Answer
$$
g(x)=\left\{\begin{array}{ll}{5} & {\text { if } x<0} \\ {x^{2}-2} & {\text { if } 0 \leq x \leq 3} \\ {7} & {\text { if } x>3}\end{array}\right.
$$
We obtain that:
(a)
$$\lim _{x \rightarrow 0} g(x) $$
does not exist since
$$
\lim _{x \rightarrow 0^{+}} g(x) \neq \lim _{x \rightarrow 0^{-}} g(x)
$$
(b)
$$
\lim _{x \rightarrow 3} g(x)=7
$$
Work Step by Step
$$
g(x)=\left\{\begin{array}{ll}{5} & {\text { if } x<0} \\ {x^{2}-2} & {\text { if } 0 \leq x \leq 3} \\ {7} & {\text { if } x>3}\end{array}\right.
$$
A function $g(x)$ defined by two or more cases is called a piecewise function. The domain of $g(x)$ is all real numbers.

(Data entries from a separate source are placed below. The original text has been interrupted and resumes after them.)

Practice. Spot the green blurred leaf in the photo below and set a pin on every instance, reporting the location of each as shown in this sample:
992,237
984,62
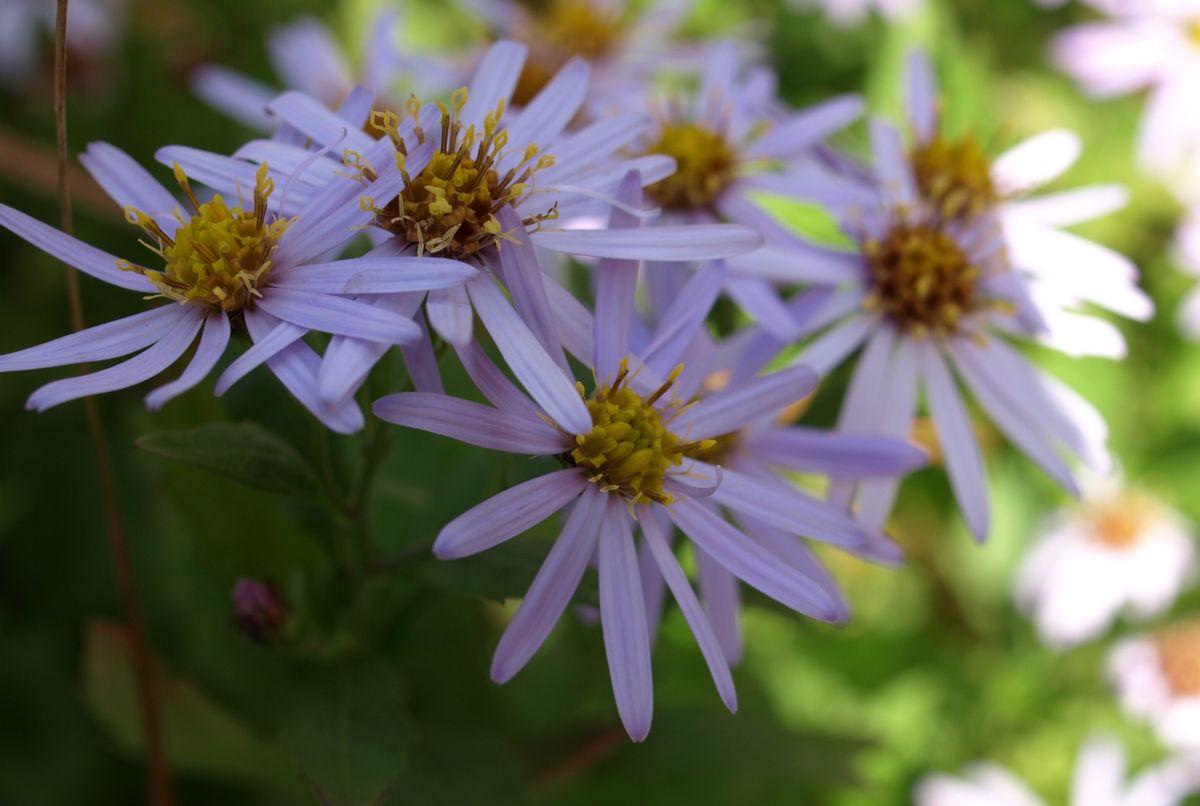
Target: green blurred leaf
244,452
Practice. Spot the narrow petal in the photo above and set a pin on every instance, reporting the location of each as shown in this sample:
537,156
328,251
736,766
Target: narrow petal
471,422
750,561
730,410
958,440
544,379
133,371
100,343
72,252
509,513
627,638
370,275
213,344
699,242
340,316
856,456
450,314
552,588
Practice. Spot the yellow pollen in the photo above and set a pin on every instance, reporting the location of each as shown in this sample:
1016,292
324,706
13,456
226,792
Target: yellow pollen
706,164
221,256
450,206
954,176
630,450
1179,654
922,280
559,30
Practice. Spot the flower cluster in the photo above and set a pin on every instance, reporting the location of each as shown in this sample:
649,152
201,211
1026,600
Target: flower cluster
450,223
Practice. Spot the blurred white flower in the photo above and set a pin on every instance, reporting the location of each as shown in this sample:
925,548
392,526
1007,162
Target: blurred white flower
1115,551
1158,679
1146,44
1098,781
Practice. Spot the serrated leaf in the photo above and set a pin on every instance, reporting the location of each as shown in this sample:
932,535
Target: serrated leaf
244,452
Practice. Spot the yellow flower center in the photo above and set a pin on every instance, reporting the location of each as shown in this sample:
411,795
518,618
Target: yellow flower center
630,449
451,205
221,256
954,176
706,164
1179,653
558,31
921,278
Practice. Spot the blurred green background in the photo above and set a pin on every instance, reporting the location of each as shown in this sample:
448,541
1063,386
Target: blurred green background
378,691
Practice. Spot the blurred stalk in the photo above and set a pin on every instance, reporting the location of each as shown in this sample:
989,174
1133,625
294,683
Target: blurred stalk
157,779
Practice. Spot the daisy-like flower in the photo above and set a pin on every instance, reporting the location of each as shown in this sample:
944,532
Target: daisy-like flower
633,452
1146,44
213,265
481,186
1158,679
852,12
307,58
1099,780
951,262
735,139
1116,551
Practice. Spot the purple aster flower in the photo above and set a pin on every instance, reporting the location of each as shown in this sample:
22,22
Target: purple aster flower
732,140
216,264
307,58
951,262
485,187
1146,44
633,457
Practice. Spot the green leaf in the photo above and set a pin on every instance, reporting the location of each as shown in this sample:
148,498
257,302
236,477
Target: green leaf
244,452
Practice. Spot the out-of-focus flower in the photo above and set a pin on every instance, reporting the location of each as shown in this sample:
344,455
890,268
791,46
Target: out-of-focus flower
220,263
852,12
1116,551
735,139
1146,44
307,58
1158,679
483,186
94,29
258,611
633,453
1099,780
949,265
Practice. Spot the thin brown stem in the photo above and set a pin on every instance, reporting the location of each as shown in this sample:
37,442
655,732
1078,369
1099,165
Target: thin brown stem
157,779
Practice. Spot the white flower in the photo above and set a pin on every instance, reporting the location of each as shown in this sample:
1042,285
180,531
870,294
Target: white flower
1116,551
1158,679
1098,781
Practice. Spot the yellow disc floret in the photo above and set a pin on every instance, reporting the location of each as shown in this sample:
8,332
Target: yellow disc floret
450,206
705,166
954,176
922,280
221,256
630,449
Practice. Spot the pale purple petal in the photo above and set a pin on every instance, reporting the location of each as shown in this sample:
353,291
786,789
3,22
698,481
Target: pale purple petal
509,513
552,588
623,621
957,438
339,316
108,341
133,371
213,344
544,379
731,409
699,242
750,561
706,638
471,422
72,252
377,275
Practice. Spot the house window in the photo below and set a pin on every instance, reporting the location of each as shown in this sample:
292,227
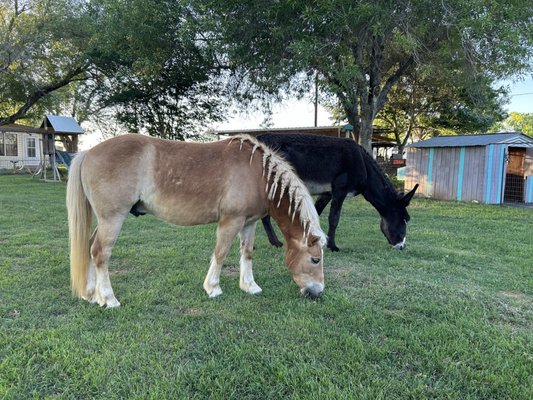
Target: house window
31,148
8,144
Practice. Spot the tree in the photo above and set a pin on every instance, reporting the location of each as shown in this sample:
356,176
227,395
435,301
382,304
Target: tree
426,102
517,122
361,49
156,69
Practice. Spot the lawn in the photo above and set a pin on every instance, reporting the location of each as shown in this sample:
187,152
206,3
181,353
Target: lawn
450,317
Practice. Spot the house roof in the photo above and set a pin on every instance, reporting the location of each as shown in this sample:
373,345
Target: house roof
516,138
61,124
335,131
20,128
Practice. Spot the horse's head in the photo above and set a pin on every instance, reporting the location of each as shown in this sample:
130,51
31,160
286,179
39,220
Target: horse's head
395,218
305,262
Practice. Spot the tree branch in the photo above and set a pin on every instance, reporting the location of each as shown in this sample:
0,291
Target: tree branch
37,95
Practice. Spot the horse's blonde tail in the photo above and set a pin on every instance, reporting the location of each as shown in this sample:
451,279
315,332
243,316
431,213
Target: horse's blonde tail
79,226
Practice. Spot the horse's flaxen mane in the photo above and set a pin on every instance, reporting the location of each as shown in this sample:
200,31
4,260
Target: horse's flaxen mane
280,174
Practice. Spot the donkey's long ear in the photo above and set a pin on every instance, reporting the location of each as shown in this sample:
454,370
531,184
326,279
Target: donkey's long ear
408,196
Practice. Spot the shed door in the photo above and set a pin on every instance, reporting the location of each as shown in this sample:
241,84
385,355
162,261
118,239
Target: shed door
514,179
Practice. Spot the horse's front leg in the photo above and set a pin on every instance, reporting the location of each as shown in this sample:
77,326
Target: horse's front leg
227,229
247,282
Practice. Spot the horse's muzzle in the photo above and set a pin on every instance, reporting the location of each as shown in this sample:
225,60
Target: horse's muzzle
314,291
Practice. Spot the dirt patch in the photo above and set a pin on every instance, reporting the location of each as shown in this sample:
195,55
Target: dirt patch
230,270
118,272
188,311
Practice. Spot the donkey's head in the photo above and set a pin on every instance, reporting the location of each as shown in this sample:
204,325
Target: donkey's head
394,220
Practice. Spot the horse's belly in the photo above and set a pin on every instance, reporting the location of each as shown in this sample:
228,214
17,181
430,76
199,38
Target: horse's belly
184,213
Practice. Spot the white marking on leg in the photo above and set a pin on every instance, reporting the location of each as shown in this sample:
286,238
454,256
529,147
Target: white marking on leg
212,279
247,282
91,282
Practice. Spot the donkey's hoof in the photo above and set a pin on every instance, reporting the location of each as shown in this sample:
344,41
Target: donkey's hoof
333,247
252,289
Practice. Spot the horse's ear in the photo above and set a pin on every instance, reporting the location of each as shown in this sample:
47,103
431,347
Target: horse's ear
408,196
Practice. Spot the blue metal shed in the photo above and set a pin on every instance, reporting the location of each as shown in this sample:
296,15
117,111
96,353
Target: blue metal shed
489,168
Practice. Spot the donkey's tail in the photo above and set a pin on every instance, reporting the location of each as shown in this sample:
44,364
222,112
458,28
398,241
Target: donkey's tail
79,226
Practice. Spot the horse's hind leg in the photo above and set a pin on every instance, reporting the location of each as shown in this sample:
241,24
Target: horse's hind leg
104,239
91,275
247,282
227,229
269,229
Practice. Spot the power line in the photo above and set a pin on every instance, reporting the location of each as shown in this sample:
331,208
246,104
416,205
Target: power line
521,94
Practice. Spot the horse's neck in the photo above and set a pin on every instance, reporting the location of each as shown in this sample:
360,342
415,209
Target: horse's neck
290,226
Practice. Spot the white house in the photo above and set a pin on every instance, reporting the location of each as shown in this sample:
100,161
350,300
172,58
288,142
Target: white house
22,145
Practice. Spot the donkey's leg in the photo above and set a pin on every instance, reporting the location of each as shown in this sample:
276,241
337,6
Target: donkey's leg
227,229
269,229
322,202
106,235
338,196
247,282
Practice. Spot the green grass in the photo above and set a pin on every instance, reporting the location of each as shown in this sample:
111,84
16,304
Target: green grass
451,317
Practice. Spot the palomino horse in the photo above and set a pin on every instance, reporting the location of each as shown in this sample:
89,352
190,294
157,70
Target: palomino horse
232,182
335,168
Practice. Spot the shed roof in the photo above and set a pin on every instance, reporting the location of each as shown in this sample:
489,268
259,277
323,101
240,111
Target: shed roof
61,124
477,140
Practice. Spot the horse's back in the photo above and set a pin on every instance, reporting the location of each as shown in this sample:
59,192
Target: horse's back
183,183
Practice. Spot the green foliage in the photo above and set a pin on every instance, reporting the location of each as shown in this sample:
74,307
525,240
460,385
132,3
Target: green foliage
362,49
450,317
517,122
428,102
157,69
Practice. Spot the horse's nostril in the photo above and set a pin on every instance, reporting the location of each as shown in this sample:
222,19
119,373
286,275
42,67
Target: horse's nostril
312,293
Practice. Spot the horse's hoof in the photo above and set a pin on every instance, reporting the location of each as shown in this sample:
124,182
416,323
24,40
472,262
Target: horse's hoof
252,289
112,303
216,291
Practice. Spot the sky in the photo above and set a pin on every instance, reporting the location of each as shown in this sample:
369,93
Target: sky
296,113
300,113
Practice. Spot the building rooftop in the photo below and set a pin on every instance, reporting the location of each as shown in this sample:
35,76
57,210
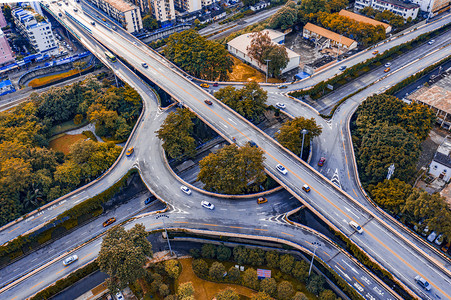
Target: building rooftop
243,41
329,34
401,4
363,19
121,5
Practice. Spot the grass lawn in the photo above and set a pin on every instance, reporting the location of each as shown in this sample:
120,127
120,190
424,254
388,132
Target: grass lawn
64,142
206,289
243,72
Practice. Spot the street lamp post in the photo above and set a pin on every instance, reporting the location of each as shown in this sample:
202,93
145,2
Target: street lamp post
164,226
304,132
316,244
267,69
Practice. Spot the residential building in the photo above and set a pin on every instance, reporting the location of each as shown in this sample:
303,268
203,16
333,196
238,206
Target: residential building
238,47
363,19
163,10
328,39
404,9
259,6
6,55
440,166
2,20
126,13
39,34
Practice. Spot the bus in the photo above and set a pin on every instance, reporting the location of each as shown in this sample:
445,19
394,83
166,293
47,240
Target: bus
110,56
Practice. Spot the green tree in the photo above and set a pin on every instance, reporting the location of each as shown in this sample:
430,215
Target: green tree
269,286
172,268
231,169
227,294
223,253
185,290
175,132
285,290
150,23
200,267
290,134
217,271
123,254
390,194
250,279
249,101
198,56
208,251
286,263
327,295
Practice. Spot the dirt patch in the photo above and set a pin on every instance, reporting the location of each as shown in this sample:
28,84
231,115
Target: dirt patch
206,289
63,143
242,72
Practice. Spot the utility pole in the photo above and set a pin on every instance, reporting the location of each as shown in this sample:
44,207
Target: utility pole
316,245
164,226
267,69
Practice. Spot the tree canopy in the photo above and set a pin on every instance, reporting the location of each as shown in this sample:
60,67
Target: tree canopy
290,134
231,170
249,101
198,56
175,132
123,254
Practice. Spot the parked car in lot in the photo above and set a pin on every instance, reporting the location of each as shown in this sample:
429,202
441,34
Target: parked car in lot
109,222
423,283
281,105
185,189
207,204
70,260
281,169
356,227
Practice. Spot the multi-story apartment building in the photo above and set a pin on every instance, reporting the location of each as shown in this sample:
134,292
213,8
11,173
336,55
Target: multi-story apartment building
39,34
127,14
163,10
6,55
404,9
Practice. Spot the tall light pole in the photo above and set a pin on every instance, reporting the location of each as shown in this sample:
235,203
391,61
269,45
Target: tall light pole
164,226
316,245
267,69
304,132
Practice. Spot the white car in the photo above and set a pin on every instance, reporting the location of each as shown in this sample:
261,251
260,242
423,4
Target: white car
119,296
207,204
70,260
281,169
281,105
356,227
185,189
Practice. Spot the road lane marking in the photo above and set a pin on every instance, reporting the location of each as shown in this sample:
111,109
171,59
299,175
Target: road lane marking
36,285
61,270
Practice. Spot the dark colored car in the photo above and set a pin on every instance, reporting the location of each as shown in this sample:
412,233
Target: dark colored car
109,222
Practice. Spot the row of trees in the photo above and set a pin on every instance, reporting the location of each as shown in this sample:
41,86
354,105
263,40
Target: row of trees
198,56
271,287
31,174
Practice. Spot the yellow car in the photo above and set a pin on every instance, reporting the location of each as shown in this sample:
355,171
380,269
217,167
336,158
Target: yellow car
129,151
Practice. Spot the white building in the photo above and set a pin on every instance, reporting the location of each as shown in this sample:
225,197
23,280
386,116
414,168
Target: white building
404,9
441,164
163,10
127,14
39,34
238,47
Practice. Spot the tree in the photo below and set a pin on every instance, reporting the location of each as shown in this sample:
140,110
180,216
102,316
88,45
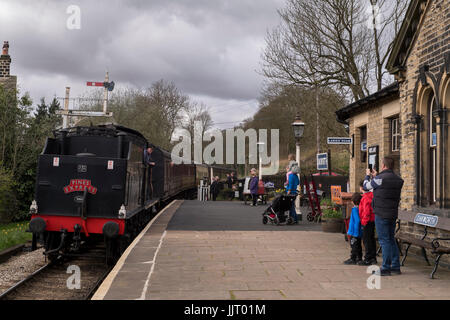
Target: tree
155,111
329,43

To determine the limit as $x$ approaches 0, 3, we are concerned
only with the values of $g(x)$ when $x$ is close but not equal to 0 , 3
Once again,
(a)
$$
\lim _{x \rightarrow 0^{-}} g(x)=5
$$
and
$$
\lim _{x \rightarrow 0^{+}} g(x)=-2
$$
Therefore
$$\lim _{x \rightarrow 0} g(x) $$
does not exist since
$$
\lim _{x \rightarrow 0^{+}} g(x) \neq \lim _{x \rightarrow 0^{-}} g(x)
$$
(b)
$$
\lim _{x \rightarrow 3^{-}} g(x)=7
$$
and
$$
\lim _{x \rightarrow 3^{+}} g(x)=7
$$
Therefore
$$
\lim _{x \rightarrow 3} g(x)=7
$$